This table shows the times recorded for varying numbers of nodes of the Standard_HB120-64rs_v3 VM on Azure CycleCloud:

VM size Number of nodes Number of vCPUs Total elapsed time (seconds) Relative speed increase
Standard_HB120-64rs_v3 1 64 5,025 N/A
Standard_HB120-64rs_v3 2 128 3,323 1.51
Standard_HB120-64rs_v3 4 256 2,264 2.22
Standard_HB120-64rs_v3 8 512 1,697 2.96
Standard_HB120-64rs_v3 16 1024 1,383 3.63

The following graph shows the relative speed increases as the number of nodes increases:

Graph that shows the relative speed increases for the Speed Test 9 model in a multi-node configuration.

HBv3-series VM notes about the multi-node tests

From the multi-node results, we can observe that models scale linearly up to 16 nodes, which gives maximum speed-up of 3.63 times the single node. We limited the validation study to a few iterations. Using more than 64 vCPUs per node resulted in decreased performance for this specific model.

Results on the HBv4-series VM

HBv4-series VMs with different numbers of vCPUs were deployed to determine the optimal core configuration to run tNavigator on a standalone VM. That optimal configuration was then tested in a multi-node cluster deployment.

Results on single-node configuration

The following table shows the total elapsed time of Speed Test 9 in seconds:

VM size Number of vCPUs used Total elapsed time (seconds) Relative speed increase
Standard_HB176-24rs_v4 12 11,602 1.00
Standard_HB176-24rs_v4 24 6,407 1.81
Standard_HB176-48rs_v4 48 3,288 3.53
Standard_HB176-96rs_v4 96 2,290 5.07
Standard_HB176-144rs_v4 144 2,017 5.75
Standard_HB176_v4 176 1,980 5.86

The following chart shows relative speed increase of Speed Test 9 model:

Graph that shows the relative speed increases for the Speed Test 9 model on single-node configuration.

HBv4-series VM notes about tests on tNavigator

  • The relative speed increases linearly as the number of vCPU cores increases.
  • The solver time on HB176-24rs_v4 (12 vCPUs) is the baseline reference to calculate the relative speed increase.
  • Parallel performance improves from 12 to 176 vCPUs in all single-node tests.

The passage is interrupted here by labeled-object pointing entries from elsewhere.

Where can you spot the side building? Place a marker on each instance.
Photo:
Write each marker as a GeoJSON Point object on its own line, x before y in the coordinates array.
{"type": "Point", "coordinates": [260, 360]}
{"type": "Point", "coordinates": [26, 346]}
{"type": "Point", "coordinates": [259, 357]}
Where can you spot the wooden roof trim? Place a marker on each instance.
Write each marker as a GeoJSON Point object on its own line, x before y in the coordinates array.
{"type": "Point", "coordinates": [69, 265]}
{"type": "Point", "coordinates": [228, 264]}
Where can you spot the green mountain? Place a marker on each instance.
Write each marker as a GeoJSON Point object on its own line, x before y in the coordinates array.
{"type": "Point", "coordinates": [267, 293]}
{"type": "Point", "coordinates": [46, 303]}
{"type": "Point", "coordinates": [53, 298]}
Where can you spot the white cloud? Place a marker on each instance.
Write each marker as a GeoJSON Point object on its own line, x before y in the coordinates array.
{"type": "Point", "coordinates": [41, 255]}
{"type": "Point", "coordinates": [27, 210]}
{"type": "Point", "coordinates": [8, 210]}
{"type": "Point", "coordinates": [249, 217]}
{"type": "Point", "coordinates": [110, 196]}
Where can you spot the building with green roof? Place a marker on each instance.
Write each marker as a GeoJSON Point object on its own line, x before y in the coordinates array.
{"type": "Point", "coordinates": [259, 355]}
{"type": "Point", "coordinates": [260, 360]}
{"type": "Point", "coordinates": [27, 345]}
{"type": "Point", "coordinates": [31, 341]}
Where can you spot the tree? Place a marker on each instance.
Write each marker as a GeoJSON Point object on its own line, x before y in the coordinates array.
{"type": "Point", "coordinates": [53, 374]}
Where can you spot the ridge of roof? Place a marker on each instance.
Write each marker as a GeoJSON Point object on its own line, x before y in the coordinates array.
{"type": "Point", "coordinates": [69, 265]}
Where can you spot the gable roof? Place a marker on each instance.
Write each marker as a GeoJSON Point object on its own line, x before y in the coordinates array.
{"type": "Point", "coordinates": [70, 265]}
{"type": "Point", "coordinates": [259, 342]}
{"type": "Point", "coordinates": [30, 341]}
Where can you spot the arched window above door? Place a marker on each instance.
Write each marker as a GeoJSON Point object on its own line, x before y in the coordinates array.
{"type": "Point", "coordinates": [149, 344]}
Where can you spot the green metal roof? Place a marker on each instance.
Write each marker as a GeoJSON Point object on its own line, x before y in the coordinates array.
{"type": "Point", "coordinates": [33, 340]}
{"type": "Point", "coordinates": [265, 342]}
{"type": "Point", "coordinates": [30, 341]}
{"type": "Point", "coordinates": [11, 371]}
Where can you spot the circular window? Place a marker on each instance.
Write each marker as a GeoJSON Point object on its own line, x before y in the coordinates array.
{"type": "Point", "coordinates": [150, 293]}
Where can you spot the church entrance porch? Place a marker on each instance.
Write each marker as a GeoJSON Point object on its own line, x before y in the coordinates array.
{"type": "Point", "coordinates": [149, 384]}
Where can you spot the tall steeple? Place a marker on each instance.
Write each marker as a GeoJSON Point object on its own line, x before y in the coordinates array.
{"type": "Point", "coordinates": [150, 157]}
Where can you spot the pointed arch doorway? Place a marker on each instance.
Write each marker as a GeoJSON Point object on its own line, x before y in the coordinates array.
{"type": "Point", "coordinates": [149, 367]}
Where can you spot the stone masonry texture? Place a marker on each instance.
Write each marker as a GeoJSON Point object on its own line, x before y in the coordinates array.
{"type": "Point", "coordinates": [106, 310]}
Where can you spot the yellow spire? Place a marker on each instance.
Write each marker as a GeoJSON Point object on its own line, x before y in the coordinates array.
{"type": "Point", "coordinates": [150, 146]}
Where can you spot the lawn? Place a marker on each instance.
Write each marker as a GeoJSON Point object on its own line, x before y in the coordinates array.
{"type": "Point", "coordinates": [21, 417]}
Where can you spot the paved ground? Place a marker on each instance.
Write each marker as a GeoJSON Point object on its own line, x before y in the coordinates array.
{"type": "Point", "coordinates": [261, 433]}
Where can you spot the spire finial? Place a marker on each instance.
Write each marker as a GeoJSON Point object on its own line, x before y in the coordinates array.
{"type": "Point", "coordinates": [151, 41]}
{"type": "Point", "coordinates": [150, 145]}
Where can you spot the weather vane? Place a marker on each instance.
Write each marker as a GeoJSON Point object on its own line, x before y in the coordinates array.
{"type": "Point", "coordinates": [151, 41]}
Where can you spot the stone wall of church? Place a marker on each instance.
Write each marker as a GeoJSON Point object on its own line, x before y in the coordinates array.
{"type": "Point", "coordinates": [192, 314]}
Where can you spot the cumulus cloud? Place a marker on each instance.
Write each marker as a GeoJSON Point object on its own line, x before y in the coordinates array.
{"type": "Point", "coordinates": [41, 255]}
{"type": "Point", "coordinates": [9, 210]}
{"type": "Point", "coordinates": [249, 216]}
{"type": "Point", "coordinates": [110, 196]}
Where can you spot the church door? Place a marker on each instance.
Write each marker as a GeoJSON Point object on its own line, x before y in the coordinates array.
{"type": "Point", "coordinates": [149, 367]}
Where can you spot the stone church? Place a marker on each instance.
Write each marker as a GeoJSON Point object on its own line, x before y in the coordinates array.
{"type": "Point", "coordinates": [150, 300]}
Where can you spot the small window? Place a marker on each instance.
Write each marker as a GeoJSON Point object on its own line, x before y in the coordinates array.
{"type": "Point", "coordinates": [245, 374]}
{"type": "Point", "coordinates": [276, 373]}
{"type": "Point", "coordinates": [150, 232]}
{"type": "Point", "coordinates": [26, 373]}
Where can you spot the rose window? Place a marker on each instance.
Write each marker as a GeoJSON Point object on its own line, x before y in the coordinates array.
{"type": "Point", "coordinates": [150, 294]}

HBv4-series VM results on multi-node configuration

HBv4-series standalone testing shows that Standard_HB176-144rs_v4 is the optimal core configuration to continue the testing on multi-node clusters. The following table shows the total elapsed time recorded for the Speed Test 9 model on one, two, four, and eight nodes.

VM size Number of nodes Number of vCPUs Total elapsed time (seconds) Relative speed increase
Standard_HB176-144rs_v4 1 144 2,017 1.00
Standard_HB176-144rs_v4 2 288 1,627 1.24
Standard_HB176-144rs_v4 4 576 1,208 1.67
Standard_HB176-144rs_v4 8 1,152 958 2.11

The following graph shows the relative speed increase as the number of nodes increases:

Graph that shows the relative speed increases for the Speed Test 9 model in a multi-node configuration.

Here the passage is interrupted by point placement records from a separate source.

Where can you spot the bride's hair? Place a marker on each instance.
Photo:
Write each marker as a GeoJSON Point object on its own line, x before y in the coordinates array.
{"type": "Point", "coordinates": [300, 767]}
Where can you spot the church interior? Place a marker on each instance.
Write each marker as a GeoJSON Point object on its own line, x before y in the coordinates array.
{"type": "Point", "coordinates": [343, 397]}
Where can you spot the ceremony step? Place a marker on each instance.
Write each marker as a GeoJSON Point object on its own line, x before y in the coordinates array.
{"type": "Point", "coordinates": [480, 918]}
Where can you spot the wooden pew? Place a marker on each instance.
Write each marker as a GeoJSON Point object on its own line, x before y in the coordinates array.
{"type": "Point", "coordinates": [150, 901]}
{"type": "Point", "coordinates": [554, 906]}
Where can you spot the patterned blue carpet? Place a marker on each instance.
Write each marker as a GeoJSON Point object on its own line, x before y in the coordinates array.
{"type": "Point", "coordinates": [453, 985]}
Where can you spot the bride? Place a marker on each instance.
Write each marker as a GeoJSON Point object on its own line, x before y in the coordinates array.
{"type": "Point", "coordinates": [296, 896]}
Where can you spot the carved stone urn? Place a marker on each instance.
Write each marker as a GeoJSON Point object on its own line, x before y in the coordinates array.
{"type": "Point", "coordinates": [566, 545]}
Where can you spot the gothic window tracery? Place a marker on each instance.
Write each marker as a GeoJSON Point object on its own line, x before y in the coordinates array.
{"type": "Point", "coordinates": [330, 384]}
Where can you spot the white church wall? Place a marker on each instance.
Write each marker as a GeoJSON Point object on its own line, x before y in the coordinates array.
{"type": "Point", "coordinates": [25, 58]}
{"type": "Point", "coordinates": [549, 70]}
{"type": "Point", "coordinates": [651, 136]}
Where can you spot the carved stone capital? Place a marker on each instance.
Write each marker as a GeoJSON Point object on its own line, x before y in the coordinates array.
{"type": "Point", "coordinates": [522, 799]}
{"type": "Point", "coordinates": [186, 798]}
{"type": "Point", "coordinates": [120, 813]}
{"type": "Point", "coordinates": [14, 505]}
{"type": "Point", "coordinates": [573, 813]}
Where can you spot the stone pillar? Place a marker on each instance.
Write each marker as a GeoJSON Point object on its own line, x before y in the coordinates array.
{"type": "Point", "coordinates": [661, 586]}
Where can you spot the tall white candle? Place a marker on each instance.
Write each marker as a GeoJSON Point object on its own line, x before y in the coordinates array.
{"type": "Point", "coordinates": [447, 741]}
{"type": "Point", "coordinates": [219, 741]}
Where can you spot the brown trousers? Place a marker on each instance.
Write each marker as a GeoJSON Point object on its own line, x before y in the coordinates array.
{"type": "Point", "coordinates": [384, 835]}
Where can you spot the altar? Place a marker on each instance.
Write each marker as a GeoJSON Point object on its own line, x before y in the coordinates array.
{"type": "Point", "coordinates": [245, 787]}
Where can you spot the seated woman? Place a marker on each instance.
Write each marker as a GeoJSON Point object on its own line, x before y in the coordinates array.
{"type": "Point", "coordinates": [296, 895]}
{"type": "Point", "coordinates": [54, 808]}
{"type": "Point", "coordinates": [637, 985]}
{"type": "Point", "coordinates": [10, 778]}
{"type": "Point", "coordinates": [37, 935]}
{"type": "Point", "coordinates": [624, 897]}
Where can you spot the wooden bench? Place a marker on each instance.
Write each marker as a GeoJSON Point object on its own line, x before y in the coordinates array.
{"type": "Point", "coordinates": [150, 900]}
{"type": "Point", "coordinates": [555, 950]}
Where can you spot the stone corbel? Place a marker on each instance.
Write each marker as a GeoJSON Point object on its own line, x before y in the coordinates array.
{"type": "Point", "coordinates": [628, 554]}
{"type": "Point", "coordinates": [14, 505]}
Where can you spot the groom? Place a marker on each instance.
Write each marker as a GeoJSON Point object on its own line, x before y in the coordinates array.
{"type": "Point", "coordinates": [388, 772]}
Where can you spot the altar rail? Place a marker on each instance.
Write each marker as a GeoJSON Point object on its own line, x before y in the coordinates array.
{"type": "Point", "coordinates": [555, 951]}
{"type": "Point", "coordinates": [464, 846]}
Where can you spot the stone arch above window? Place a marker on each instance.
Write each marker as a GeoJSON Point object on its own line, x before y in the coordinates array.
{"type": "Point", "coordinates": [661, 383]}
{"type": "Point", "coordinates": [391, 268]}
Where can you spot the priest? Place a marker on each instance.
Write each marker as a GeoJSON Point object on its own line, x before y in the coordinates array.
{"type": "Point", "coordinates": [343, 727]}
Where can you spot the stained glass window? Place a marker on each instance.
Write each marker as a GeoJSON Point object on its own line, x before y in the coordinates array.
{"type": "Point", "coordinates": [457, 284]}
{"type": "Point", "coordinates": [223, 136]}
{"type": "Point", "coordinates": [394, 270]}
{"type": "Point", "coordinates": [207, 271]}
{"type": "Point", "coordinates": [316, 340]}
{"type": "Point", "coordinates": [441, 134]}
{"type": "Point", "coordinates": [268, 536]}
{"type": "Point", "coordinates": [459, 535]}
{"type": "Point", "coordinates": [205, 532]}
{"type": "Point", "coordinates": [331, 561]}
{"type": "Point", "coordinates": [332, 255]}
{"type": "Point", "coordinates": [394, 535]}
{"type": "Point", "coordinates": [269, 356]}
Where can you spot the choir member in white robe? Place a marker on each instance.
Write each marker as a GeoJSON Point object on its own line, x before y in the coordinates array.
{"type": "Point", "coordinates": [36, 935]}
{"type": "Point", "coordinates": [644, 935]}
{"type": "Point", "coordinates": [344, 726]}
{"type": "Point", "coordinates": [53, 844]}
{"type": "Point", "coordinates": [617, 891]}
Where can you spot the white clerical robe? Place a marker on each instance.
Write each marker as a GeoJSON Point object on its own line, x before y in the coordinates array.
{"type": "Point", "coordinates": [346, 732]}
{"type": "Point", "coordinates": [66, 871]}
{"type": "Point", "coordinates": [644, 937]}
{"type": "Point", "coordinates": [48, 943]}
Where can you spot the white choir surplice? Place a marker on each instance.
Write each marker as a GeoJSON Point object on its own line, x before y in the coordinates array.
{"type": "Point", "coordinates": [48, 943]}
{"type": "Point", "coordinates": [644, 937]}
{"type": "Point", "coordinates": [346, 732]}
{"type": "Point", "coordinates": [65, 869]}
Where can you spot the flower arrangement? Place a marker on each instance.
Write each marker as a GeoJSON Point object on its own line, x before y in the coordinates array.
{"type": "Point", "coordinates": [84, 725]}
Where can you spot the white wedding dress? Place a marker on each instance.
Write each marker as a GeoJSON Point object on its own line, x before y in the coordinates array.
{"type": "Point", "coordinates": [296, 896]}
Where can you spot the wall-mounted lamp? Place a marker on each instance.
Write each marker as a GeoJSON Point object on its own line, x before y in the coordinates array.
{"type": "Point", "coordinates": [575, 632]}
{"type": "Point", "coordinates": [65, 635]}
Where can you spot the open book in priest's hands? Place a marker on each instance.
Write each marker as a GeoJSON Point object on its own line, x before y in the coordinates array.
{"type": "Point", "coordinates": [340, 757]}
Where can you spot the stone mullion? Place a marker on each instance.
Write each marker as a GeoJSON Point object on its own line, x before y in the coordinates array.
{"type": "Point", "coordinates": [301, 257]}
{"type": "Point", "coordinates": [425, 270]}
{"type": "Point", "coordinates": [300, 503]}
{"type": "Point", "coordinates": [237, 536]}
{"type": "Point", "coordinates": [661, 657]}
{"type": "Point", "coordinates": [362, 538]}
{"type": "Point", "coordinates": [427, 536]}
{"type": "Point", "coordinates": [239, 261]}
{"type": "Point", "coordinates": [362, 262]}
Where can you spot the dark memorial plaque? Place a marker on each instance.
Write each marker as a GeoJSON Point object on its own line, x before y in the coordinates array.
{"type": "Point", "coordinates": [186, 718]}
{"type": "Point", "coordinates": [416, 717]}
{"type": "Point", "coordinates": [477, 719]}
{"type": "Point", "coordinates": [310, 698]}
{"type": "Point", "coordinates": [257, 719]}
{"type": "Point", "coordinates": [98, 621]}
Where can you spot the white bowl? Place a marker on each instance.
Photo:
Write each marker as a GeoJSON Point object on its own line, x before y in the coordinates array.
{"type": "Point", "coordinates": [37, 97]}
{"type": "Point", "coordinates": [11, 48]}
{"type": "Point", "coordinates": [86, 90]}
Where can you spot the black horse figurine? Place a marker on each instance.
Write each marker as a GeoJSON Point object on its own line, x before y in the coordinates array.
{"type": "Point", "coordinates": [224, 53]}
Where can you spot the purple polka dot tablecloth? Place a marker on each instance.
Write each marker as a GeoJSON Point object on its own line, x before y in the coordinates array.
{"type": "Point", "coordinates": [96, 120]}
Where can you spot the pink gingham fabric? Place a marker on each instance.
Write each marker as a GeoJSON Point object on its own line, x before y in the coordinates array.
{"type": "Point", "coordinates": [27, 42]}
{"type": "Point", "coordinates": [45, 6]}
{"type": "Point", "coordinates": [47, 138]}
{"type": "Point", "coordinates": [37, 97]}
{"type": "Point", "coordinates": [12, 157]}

HBv4-series VM notes about the multi-node tests

From the multi-node results, models scale linearly up to eight nodes, which gives a maximum speed increase of 2.11 times the single node. We limited our validation study to a few iterations and eight nodes because more nodes resulted in decreased performance for this model.

Results on the NC A100 v4-series VM

The following sections provide the performance results of running tNavigator on single-node Azure NC A100 v4-series VMs.

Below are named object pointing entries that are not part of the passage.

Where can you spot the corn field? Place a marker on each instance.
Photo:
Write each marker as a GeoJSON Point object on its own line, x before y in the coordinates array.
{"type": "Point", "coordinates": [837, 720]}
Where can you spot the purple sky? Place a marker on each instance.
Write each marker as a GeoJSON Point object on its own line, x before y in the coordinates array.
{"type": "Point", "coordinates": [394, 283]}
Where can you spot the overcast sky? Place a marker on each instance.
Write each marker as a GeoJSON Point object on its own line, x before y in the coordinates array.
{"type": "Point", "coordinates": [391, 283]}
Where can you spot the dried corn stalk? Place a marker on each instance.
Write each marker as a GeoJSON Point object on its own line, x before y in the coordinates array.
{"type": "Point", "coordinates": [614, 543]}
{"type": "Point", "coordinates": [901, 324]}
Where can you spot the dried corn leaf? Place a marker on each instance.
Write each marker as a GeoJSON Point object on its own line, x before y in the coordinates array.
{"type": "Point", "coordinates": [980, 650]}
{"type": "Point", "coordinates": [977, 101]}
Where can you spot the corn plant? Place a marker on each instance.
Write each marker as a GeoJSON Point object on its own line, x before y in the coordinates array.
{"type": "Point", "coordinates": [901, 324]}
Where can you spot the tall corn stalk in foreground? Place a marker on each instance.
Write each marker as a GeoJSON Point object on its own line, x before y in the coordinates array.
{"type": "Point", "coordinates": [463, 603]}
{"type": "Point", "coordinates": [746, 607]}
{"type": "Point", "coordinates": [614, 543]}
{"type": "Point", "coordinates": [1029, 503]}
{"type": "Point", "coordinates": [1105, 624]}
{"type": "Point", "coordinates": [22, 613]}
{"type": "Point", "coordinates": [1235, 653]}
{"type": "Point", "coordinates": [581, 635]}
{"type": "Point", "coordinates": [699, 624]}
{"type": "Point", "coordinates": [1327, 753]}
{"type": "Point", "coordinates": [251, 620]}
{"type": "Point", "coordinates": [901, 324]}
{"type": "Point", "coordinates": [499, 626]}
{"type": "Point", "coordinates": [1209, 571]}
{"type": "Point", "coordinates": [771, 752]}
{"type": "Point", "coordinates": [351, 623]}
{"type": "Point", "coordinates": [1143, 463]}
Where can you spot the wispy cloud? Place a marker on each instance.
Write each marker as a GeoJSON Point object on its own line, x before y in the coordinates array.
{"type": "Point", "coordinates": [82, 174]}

The following table shows the total elapsed time in seconds of Speed Test 9 model:

VM size Number of vCPUs and GPUs used Total elapsed time (seconds) Relative speed increase
Standard_NC24ads_A100_v4 24vCPU & 0GPU 14,973 1
Standard_NC24ads_A100_v4 24vCPU & 1GPU 3,596 4.16
Standard_NC48ads_A100_v4 48vCPU & 2GPU 2,014 7.43
Standard_NC96ads_A100_v4 96vCPU & 4GPU 1,265 11.84

The following chart shows the relative speed increase of the Speed Test 9 model:

Graph that shows the relative speed increases for the Speed Test 9 model on NCv4 configuration.

NC A100 v4-series VM notes about tests on tNavigator

  • The relative speed increases linearly as the number of vCPU cores and GPUs increase.
  • The solver time on Standard_NC24ads_A100_v4 (24vCPUs & 0GPUs) is the baseline reference for relative speed increase.
  • Parallel performance improves as the number of vCPUs and GPUs increase in all tests.

Azure cost

Only model running time (elapsed time) is considered for these cost calculations. Application installation time isn't considered. The calculations are indicative of your potential results. The actual cost depends on the size of the model. You can use the Azure pricing calculator to estimate costs for your configuration.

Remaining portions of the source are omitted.